Like Einstein, Born was an assimilated German Jew who fled the country's rising anti-Semitism in the early 1930s. Many of their letters from that period concern the deteriorating political situation in Europe and attempts to arrange teaching posts for exiled German scientists. But unlike Einstein, who perceived an inveterate savagery at the heart of German culture and never again set foot on German soil, Born was more forgiving. After sojourning in Edinburgh during World War II, he returned to Göttingen in 1953. They also differed on their shared Jewish heritage. While Einstein was a moderate Zionist, Born saw no difference between Jewish nationalism and all other embodiments of nationalism that he despised. Their political differences, though, were nowhere near as deep as their scientific disagreements.
Einstein considered Born and himself "Antipodean in our scientific expectations." Born was a leading proponent of quantum theory and was awarded the 1954 Nobel Prize for his work establishing the theory's mathematical basis. Einstein was quantum theory's foremost critic. Even though his 1905 paper on the photoelectric effect helped create the field of quantum mechanics, Einstein could never reconcile himself to its nondeterministic implications. He was adamant that the theory provided only a superficial explanation of the universe, and that a deeper theory would someday be found. This conviction was based almost entirely in aesthetic instincts about what the laws of physics ought to look like.
"Quantum mechanics is certainly imposing," he famously told Born. "But an inner voice tells me that it is not yet the real thing. The theory says a lot, but does not really bring us any closer to the secret of the 'old one.' I, at any rate, am convinced that He is not playing at dice." Einstein believed that there had to be an "objective reality" at the heart of the universe. If quantum mechanics proved correct, he wrote, again teasing with one of his occupational counterfactuals, "I would rather be a cobbler, or even an employee in a gaming-house, than a physicist."

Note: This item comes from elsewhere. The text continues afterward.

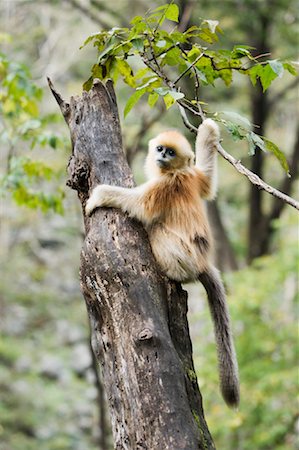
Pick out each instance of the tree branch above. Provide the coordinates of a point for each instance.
(253, 178)
(276, 98)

Their quarrel over quantum theory dragged out for more than three decades, but the content of their arguments changed little from the first letters they exchanged on the subject in 1919 right up until Einstein's death. In a 1953 letter Born declares, "I hope to be able to convince you at last that quantum mechanics is complete and as realistic as the facts permit." His attempt to persuade his friend after all those years seems almost comic. He goes on to call Einstein's stubbornness on the subject "quite unbearable."